Io non credo sia un “modo comodo” di Renzi per scaricare i malumori. Penso che il problema sia molto più grave e di sostanza squisitamente politica ed economica. Penso che vi sia ormai una completa resa a un modello liberista che non regge economicamente in nessun posto al mondo. Ai problemi di questo modello l’Europa non reagisce con un sistema economico armonico e un vero governo europeo, ma rimane ferma alle politiche di austerità e rigidità dei conti pubblici. In questo contesto in Italia rimaniamo schiacciati da chi, da una parte, agita l’eterno spauracchio delle tasse, “che vanno abbassate”. Dall’altra il populismo che ci racconta gli enormi sprechi della politica, dei servizi pubblici, dei ministeri e degli enti locali, quindi si continua a chiedere spendig review. Le due parole magiche che significano revisione della spesa, intesa come taglio degli sprechi. Ma se penso a quanti anni sono che si fa spending review e a quante manovre con “tagli degli sprechi” sono state fatte, mi chiedo quanti erano questi “sprechi” e quando saranno tagliati tutti. Dunque non si tratta più di stringere la cinghia, gli italiani lo hanno fatto abbastanza. Si tratta di spendere meglio, non meno.
E come si realizza tutto questo?
La verità è che manca un modello alternativo alle politiche neoliberiste e a questo modello economico di austerità.

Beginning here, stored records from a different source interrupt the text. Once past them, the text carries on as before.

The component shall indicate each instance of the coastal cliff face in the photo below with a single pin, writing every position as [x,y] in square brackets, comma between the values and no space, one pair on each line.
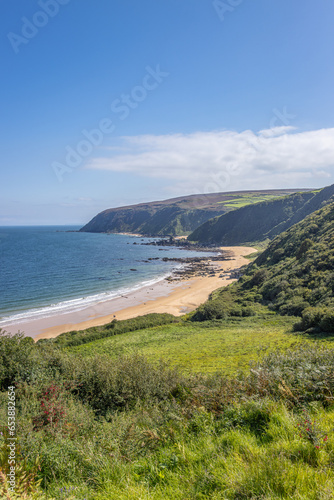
[262,220]
[174,217]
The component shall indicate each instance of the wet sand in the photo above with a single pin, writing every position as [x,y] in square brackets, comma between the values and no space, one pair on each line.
[174,297]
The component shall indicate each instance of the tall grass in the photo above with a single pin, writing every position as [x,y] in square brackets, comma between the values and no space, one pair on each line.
[127,429]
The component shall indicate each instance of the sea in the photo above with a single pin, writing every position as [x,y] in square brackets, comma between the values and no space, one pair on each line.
[49,270]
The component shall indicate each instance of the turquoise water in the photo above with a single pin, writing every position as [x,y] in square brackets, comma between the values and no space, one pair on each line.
[52,269]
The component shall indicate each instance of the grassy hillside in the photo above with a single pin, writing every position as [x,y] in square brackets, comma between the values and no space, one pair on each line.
[262,220]
[293,276]
[230,402]
[104,428]
[174,217]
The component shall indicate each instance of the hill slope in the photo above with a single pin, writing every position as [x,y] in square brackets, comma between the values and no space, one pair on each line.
[262,220]
[293,276]
[174,217]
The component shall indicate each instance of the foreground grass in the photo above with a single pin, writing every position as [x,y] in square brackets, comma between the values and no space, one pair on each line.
[132,430]
[226,345]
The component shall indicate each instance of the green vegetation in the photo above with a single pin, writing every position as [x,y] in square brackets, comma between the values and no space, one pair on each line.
[113,328]
[259,221]
[242,201]
[101,428]
[175,217]
[221,345]
[241,407]
[293,276]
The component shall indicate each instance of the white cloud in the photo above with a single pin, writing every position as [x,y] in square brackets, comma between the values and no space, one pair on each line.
[227,160]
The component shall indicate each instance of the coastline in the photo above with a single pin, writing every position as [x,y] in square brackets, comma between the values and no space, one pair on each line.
[174,295]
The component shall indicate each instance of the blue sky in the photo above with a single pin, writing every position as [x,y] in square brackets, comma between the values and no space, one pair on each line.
[106,103]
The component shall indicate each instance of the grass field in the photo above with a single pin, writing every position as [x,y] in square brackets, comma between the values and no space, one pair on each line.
[248,199]
[224,345]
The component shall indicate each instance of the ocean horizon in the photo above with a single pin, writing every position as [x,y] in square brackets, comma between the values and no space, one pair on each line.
[49,270]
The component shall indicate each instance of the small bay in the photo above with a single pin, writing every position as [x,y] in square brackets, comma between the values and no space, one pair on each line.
[46,270]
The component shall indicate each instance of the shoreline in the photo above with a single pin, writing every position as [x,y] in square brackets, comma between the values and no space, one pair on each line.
[174,295]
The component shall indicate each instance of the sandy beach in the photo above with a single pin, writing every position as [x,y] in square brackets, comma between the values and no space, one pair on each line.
[175,297]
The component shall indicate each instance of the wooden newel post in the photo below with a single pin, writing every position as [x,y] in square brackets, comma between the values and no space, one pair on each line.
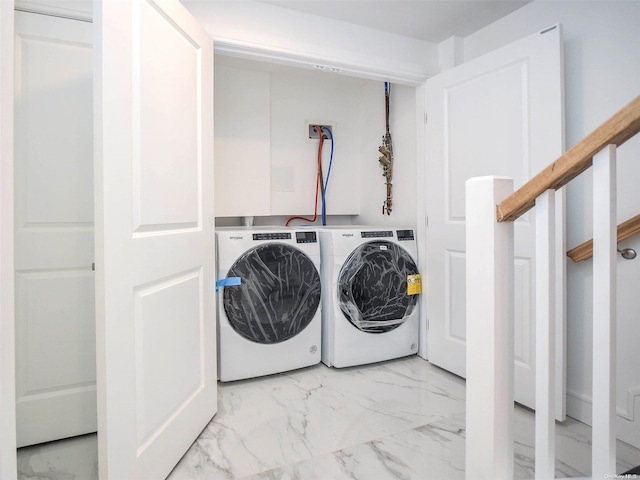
[490,350]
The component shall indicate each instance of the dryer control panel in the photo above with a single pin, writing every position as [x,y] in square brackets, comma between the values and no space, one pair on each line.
[378,234]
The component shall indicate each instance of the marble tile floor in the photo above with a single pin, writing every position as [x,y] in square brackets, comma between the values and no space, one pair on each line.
[401,419]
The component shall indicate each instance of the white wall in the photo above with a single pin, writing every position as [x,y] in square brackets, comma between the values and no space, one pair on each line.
[602,74]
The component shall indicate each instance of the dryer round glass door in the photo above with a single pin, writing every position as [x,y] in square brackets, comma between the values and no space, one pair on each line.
[278,296]
[372,286]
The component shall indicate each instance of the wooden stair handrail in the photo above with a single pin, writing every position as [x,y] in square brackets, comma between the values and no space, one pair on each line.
[616,130]
[626,229]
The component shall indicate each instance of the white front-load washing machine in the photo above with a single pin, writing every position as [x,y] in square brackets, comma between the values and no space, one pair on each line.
[371,285]
[269,312]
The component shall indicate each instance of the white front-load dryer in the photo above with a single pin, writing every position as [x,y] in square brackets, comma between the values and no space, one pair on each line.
[370,294]
[269,311]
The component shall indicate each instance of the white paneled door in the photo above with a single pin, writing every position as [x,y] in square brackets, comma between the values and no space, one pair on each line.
[53,191]
[154,235]
[499,114]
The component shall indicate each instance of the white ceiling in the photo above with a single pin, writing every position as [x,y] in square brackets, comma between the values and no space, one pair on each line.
[430,20]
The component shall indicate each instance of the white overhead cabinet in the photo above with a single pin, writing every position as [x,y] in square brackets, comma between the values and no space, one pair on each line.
[242,142]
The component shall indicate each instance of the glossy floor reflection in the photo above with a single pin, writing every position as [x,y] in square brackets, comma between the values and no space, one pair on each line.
[402,419]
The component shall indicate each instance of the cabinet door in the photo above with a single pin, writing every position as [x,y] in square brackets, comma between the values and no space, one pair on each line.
[55,318]
[499,114]
[7,341]
[242,142]
[155,255]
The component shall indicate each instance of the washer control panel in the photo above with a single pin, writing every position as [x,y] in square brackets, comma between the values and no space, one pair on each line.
[405,235]
[378,234]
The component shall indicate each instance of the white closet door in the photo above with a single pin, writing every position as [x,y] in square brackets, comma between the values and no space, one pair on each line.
[499,114]
[7,342]
[54,283]
[154,236]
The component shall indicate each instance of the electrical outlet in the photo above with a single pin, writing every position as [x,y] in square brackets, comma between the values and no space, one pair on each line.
[311,135]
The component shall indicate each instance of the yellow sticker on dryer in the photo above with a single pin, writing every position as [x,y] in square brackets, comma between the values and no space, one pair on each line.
[414,284]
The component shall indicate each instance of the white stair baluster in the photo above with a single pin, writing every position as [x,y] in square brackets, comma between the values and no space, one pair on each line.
[604,313]
[545,336]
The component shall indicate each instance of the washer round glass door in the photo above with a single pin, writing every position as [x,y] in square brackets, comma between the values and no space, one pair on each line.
[278,296]
[372,286]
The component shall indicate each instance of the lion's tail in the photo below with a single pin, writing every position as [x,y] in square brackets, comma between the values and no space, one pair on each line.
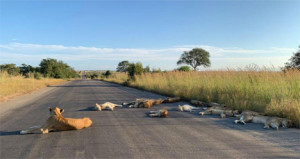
[87,122]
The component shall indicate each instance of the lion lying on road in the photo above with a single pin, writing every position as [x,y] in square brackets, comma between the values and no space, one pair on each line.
[273,122]
[186,108]
[159,113]
[56,122]
[245,117]
[172,100]
[143,103]
[217,110]
[106,106]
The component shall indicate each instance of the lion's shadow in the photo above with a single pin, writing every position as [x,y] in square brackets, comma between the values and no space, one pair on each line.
[9,133]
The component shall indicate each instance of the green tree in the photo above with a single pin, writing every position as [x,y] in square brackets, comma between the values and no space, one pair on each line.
[25,69]
[11,69]
[146,69]
[135,69]
[195,58]
[122,66]
[56,69]
[294,62]
[156,70]
[184,68]
[107,74]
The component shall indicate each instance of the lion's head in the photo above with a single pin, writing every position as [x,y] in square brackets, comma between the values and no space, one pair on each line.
[55,111]
[157,101]
[180,108]
[164,113]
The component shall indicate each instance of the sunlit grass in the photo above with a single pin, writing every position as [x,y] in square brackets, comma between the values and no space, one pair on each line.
[267,91]
[16,85]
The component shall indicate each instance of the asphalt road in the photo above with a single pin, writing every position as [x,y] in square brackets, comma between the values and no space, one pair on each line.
[129,132]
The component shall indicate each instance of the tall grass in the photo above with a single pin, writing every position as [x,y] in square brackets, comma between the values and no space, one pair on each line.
[16,85]
[269,92]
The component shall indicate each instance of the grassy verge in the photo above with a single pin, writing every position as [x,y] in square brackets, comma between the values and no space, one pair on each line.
[269,92]
[17,85]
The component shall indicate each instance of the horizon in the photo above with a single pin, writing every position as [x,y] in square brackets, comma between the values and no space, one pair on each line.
[97,35]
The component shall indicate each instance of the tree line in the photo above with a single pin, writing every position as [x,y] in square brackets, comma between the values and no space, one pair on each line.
[49,67]
[193,58]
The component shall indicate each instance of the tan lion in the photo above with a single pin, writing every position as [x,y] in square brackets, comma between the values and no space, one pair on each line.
[159,113]
[172,100]
[276,122]
[222,112]
[186,108]
[106,106]
[246,116]
[56,122]
[143,103]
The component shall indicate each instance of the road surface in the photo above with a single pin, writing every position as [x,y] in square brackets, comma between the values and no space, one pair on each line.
[128,132]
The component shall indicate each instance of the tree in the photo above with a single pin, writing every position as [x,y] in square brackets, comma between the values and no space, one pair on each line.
[107,74]
[11,69]
[122,66]
[294,61]
[195,58]
[56,69]
[25,69]
[135,69]
[147,69]
[184,68]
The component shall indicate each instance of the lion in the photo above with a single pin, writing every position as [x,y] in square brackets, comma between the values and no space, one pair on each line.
[223,113]
[198,103]
[216,110]
[246,116]
[186,108]
[106,106]
[143,103]
[172,100]
[159,113]
[56,122]
[276,122]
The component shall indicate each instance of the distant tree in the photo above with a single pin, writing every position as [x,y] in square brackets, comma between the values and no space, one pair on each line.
[122,66]
[56,69]
[294,62]
[195,58]
[146,69]
[135,69]
[25,69]
[107,74]
[11,69]
[184,68]
[156,70]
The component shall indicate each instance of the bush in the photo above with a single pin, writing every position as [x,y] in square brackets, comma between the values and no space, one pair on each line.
[107,74]
[184,68]
[37,75]
[135,69]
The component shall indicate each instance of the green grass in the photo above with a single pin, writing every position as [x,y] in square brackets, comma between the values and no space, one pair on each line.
[268,92]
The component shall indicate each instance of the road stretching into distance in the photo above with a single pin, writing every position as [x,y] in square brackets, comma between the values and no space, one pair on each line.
[129,132]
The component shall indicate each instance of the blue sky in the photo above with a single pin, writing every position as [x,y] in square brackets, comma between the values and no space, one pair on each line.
[98,34]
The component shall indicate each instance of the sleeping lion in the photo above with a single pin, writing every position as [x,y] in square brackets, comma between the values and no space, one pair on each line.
[106,106]
[143,103]
[56,122]
[159,113]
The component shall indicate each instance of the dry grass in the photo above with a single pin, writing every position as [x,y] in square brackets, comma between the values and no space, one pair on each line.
[269,92]
[16,85]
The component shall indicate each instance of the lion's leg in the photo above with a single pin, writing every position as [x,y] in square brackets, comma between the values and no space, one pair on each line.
[117,105]
[205,112]
[32,130]
[153,115]
[46,128]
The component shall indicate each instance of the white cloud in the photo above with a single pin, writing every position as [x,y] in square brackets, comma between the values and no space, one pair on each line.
[164,58]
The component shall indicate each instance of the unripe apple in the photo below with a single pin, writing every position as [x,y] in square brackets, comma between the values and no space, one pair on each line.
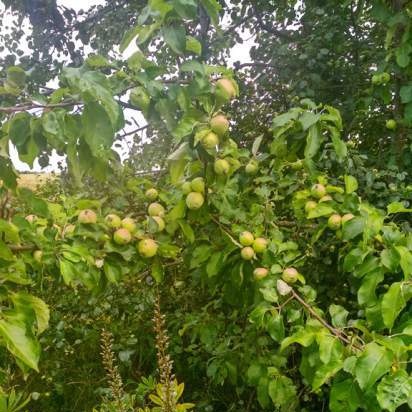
[87,217]
[156,209]
[221,166]
[31,218]
[147,248]
[334,221]
[122,236]
[252,167]
[194,200]
[260,273]
[186,188]
[318,190]
[210,141]
[152,194]
[226,88]
[68,230]
[326,198]
[347,217]
[38,255]
[129,224]
[246,238]
[290,275]
[260,244]
[219,124]
[310,205]
[113,221]
[391,124]
[247,253]
[160,223]
[198,185]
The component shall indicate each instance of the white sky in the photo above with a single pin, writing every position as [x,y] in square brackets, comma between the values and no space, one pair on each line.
[239,53]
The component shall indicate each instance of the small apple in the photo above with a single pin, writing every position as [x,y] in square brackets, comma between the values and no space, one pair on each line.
[391,124]
[68,230]
[290,275]
[246,238]
[147,248]
[252,167]
[151,194]
[221,167]
[160,223]
[38,255]
[260,244]
[129,224]
[347,217]
[31,218]
[310,205]
[318,190]
[260,273]
[186,188]
[334,222]
[156,209]
[113,221]
[326,198]
[194,200]
[198,185]
[122,236]
[247,253]
[87,217]
[210,141]
[219,124]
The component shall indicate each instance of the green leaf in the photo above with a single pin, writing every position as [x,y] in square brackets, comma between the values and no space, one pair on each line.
[406,94]
[394,390]
[128,37]
[397,207]
[193,45]
[351,184]
[353,228]
[212,8]
[282,391]
[98,130]
[321,209]
[405,260]
[372,364]
[20,342]
[344,396]
[393,302]
[24,302]
[157,270]
[175,37]
[339,315]
[313,141]
[19,128]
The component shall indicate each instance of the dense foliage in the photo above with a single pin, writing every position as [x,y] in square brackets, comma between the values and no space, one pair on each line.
[257,245]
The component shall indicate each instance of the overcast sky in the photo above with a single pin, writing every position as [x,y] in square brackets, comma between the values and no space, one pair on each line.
[239,53]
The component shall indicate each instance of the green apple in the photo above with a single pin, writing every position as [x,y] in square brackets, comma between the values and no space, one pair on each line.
[334,221]
[122,236]
[221,167]
[247,253]
[156,209]
[219,124]
[290,275]
[260,273]
[113,221]
[147,248]
[87,217]
[194,200]
[246,238]
[198,185]
[260,245]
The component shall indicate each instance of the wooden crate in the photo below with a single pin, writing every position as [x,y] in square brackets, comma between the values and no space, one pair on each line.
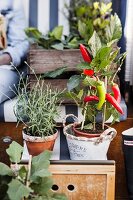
[86,180]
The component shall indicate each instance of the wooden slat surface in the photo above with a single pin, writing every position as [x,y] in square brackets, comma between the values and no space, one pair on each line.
[47,60]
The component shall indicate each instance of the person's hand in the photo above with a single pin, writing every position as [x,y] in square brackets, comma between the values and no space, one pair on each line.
[5,59]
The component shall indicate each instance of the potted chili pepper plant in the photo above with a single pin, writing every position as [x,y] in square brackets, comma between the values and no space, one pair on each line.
[94,90]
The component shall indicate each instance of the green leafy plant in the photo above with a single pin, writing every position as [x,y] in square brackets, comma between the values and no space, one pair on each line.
[94,89]
[85,17]
[27,182]
[37,106]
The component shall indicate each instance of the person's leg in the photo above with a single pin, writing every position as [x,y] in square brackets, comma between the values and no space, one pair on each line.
[8,80]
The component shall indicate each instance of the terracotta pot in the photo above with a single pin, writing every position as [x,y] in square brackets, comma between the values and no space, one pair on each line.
[90,134]
[37,145]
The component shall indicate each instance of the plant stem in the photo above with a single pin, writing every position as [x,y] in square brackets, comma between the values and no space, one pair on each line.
[94,123]
[82,125]
[104,109]
[29,171]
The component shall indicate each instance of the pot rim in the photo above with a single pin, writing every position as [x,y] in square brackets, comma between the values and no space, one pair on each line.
[108,134]
[30,138]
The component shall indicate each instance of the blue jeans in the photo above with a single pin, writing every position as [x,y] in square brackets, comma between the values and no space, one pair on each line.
[9,79]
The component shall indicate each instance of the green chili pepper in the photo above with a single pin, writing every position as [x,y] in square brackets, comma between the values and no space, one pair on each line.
[90,98]
[101,90]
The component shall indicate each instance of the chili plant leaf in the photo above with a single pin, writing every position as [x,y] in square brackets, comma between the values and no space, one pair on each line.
[57,32]
[95,43]
[54,73]
[114,29]
[73,82]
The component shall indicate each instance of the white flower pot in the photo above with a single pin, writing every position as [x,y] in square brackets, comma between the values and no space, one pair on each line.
[82,148]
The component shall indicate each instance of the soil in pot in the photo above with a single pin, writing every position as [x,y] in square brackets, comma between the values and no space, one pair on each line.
[88,133]
[37,145]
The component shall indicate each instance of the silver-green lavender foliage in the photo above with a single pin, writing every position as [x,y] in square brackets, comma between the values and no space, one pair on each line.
[38,107]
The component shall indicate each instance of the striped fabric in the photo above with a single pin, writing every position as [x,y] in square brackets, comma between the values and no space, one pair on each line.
[46,14]
[43,14]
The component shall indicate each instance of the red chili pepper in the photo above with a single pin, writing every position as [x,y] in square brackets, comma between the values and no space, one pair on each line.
[85,54]
[88,72]
[116,91]
[91,98]
[113,101]
[101,90]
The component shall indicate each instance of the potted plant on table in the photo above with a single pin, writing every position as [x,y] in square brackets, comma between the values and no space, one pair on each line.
[37,107]
[94,90]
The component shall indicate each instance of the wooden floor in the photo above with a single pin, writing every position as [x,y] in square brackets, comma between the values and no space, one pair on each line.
[115,151]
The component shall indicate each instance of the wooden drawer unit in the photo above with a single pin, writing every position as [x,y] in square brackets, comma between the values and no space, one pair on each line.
[88,180]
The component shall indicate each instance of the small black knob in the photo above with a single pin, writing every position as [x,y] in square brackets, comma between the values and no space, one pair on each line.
[7,139]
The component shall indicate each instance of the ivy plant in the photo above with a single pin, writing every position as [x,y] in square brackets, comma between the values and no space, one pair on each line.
[32,182]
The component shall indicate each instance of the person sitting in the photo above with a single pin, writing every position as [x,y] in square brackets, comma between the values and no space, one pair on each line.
[13,46]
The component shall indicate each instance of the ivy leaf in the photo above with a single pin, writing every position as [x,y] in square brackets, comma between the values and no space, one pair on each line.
[114,29]
[80,94]
[73,82]
[73,43]
[55,73]
[94,43]
[15,152]
[22,172]
[5,170]
[57,32]
[43,186]
[17,190]
[58,46]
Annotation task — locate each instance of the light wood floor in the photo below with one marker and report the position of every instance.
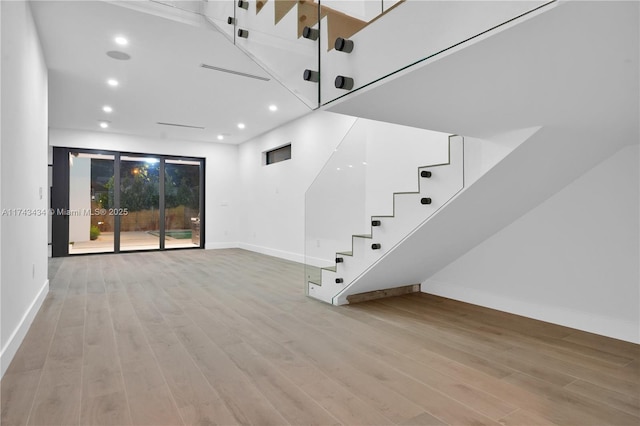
(228, 337)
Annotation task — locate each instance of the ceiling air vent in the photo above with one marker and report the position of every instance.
(241, 74)
(179, 125)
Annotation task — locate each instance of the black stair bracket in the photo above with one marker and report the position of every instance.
(310, 33)
(310, 75)
(343, 45)
(343, 82)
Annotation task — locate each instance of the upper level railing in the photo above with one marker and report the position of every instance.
(372, 174)
(322, 50)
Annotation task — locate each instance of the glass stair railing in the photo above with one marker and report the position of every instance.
(322, 50)
(382, 182)
(270, 32)
(405, 33)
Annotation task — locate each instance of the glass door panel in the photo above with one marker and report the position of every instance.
(91, 226)
(182, 203)
(139, 209)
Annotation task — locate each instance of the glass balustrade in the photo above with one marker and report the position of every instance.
(221, 13)
(271, 33)
(373, 161)
(403, 33)
(323, 50)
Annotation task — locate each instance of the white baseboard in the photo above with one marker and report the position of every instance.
(295, 257)
(214, 246)
(597, 324)
(10, 349)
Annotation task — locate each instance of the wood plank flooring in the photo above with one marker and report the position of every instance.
(228, 337)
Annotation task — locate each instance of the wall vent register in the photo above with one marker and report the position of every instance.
(278, 154)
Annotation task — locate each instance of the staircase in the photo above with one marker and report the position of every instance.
(436, 185)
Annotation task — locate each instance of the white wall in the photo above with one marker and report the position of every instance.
(573, 260)
(221, 184)
(79, 199)
(23, 176)
(271, 208)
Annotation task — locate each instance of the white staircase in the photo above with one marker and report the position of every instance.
(437, 184)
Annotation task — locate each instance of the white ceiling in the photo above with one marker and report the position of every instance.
(163, 80)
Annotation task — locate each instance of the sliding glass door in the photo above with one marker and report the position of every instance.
(182, 203)
(91, 188)
(105, 202)
(139, 210)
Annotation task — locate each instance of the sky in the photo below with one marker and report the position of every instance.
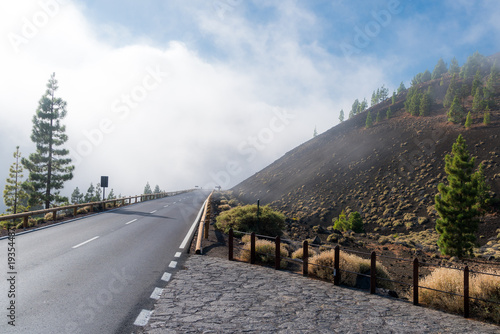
(185, 93)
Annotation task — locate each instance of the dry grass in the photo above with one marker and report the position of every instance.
(321, 265)
(481, 286)
(264, 252)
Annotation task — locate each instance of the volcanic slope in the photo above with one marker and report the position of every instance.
(388, 172)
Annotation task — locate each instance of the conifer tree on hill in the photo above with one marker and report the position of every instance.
(15, 197)
(457, 203)
(49, 167)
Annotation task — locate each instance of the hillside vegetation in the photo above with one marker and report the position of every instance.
(389, 170)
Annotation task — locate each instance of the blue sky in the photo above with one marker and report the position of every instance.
(204, 92)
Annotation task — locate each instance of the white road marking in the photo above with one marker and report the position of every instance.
(156, 293)
(143, 318)
(166, 277)
(188, 235)
(130, 222)
(85, 242)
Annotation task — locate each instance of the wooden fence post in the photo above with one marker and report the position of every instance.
(230, 244)
(252, 248)
(466, 292)
(336, 266)
(415, 281)
(373, 273)
(305, 258)
(277, 254)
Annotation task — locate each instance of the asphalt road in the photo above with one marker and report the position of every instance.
(95, 275)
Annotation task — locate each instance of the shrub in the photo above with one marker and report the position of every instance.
(322, 264)
(244, 219)
(481, 286)
(264, 252)
(298, 254)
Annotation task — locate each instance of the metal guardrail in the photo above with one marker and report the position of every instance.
(75, 207)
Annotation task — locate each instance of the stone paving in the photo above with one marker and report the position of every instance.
(213, 295)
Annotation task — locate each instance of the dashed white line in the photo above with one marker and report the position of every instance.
(166, 277)
(143, 318)
(156, 293)
(85, 242)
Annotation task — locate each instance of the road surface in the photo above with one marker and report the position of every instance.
(95, 275)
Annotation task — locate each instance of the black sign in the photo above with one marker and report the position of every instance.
(104, 181)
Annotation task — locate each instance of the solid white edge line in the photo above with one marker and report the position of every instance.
(188, 235)
(130, 222)
(166, 277)
(143, 318)
(156, 293)
(85, 242)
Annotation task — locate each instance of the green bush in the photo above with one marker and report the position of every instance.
(265, 251)
(244, 219)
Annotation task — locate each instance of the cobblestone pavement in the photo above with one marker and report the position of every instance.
(213, 295)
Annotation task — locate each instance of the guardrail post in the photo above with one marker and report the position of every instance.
(252, 248)
(466, 292)
(373, 273)
(277, 254)
(305, 258)
(336, 266)
(230, 242)
(415, 281)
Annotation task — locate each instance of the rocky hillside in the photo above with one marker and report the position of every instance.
(389, 172)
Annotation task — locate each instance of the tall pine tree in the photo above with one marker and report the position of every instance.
(457, 203)
(14, 196)
(49, 167)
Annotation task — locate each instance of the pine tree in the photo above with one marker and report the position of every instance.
(468, 121)
(14, 195)
(76, 196)
(476, 83)
(487, 117)
(147, 189)
(456, 112)
(456, 204)
(49, 166)
(425, 104)
(439, 70)
(454, 67)
(478, 102)
(369, 121)
(451, 92)
(401, 87)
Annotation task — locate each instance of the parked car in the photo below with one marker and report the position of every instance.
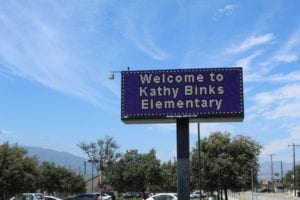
(103, 196)
(163, 196)
(197, 194)
(112, 194)
(85, 196)
(264, 190)
(51, 198)
(29, 196)
(130, 195)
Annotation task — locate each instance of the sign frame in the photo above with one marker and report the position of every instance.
(225, 84)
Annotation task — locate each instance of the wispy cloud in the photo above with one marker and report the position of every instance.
(37, 48)
(280, 102)
(134, 30)
(288, 52)
(246, 62)
(228, 9)
(251, 42)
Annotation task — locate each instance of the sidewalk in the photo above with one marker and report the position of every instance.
(261, 196)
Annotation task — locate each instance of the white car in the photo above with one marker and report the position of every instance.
(30, 196)
(103, 196)
(163, 196)
(51, 198)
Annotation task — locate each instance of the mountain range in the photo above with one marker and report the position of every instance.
(77, 163)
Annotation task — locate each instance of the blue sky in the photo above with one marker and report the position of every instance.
(55, 57)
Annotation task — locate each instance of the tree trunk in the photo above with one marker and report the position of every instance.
(226, 194)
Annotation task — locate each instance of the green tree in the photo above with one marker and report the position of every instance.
(103, 153)
(59, 179)
(169, 177)
(18, 172)
(151, 170)
(136, 172)
(226, 163)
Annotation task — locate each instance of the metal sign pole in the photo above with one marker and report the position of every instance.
(183, 163)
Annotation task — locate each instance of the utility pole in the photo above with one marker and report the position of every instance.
(272, 179)
(199, 159)
(294, 161)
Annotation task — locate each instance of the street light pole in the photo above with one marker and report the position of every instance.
(272, 179)
(199, 159)
(294, 163)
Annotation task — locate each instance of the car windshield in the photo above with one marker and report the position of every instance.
(39, 196)
(24, 197)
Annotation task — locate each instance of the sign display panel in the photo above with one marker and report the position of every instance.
(204, 94)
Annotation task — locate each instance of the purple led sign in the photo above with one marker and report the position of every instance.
(158, 96)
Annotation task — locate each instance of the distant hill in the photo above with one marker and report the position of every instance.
(76, 163)
(65, 159)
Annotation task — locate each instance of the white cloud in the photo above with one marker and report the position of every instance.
(251, 42)
(281, 147)
(228, 9)
(246, 62)
(279, 103)
(287, 92)
(287, 58)
(135, 30)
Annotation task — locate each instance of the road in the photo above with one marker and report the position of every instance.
(262, 196)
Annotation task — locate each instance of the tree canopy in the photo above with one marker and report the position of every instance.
(226, 163)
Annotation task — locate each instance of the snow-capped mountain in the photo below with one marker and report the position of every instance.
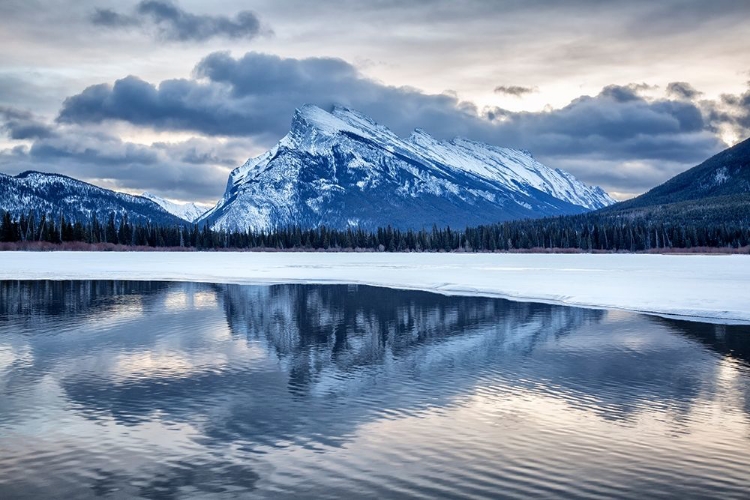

Manca una politica fatta non di tagli, ma di redistribuzione capace di mettere in discussione i capisaldi delle dottrine economiche imperanti. Fino a quando non si farà questo chiunque si troverà a governare, soprattutto con maggioranze non omogenee come questa, che sia Renzi, che sia Monti, che sia Berlusconi, si troverà schiacciato tra le regole selvagge del neo liberismo, i vincoli europei, i populismi anti tasse e le politiche dei tagli ai servizi. Il che significa incidere nella carne viva dei cittadini e rimbalzare le responsabilità tra governi ed enti locali.
La maggioranza Pd non sta rischiando nuovamente di creare un duplicato di quanto già fatto con il Porcellum quando, per approvare una legge elettorale in tempi rapidi, si produsse un testo poi bocciato dalla Corte Costituzionale?
Io credo che una legge elettorale bisogna farla, perché la situazione nella quale siamo adesso dopo l’intervento della Corte Costituzionale rappresenta il caos. E questa legge deve andare nella direzione di garantire governabilità, certezza delle maggioranze uscite dalle urne e alternanza alle elezioni. Questa legge credo vada in quella direzione e, se corretta in quegli aspetti “a rischio” e migliorata come anche la minoranza Pd chiede e come avevano indicato le commissioni parlamentari, garantirà il bene del Paese e della democrazia e persino il rafforzamento del Pd nel suo complesso.